FAQs: Operational Metrics & KPIs
Here are quick answers to common questions about operational metrics and KPIs, and how they help business performance.
How frequently should KPIs be reviewed?
Depending on the metric, KPIs should be regularly reviewed. Operational KPIs such as churn rate and revenue trends may be reviewed weekly, whereas strategic KPIs are generally reviewed monthly or quarterly.
How to align KPIs with business strategy?
Directly align KPIs with strategic objectives, for example, by connecting CAC and CLV to growth targets. Involving teams in KPI selection helps ensure ownership and keeps the metrics relevant to them.

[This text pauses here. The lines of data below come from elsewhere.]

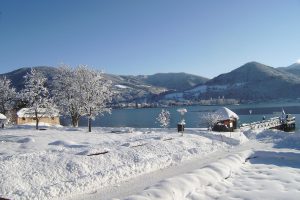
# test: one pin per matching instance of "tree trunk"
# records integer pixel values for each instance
(90, 124)
(75, 120)
(36, 121)
(90, 120)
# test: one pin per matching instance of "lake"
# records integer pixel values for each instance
(146, 117)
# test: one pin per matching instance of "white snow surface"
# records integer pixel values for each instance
(70, 163)
(2, 116)
(226, 113)
(121, 86)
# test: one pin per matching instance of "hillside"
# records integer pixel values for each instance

How to select the right KPIs?
When choosing the KPIs, pick about 5-10 such metrics that highlight the features of the industry you are in (e.g., inventory turnover for retail) and make sure that they are specific, measurable, achievable, relevant, and time-bound.
How do operational KPIs affect team productivity?
Operational KPIs reveal inefficiencies, for example, a low number of sales calls limiting revenue growth, thus giving the sales team a cause to organize training sessions or look for process improvements to increase their productivity.
Can operational metrics reduce costs?
Yes, keeping an eye on gross profit margin and COGS will help you spot waste, and at the same time, if you optimize inventory turnover, you will free up capital that is unnecessarily tied up in inventory.
What are the leading indicators of operational risk?
An increase in the churn rate, a decrease in ARR, or a faster burn rate are clear signs of risk and can be avoided by planning the cash runway ahead of time.
How to handle underperforming KPIs?
For underperforming KPIs, you should discover the root causes, decide on targeted measures, and keep track of progress to get better results.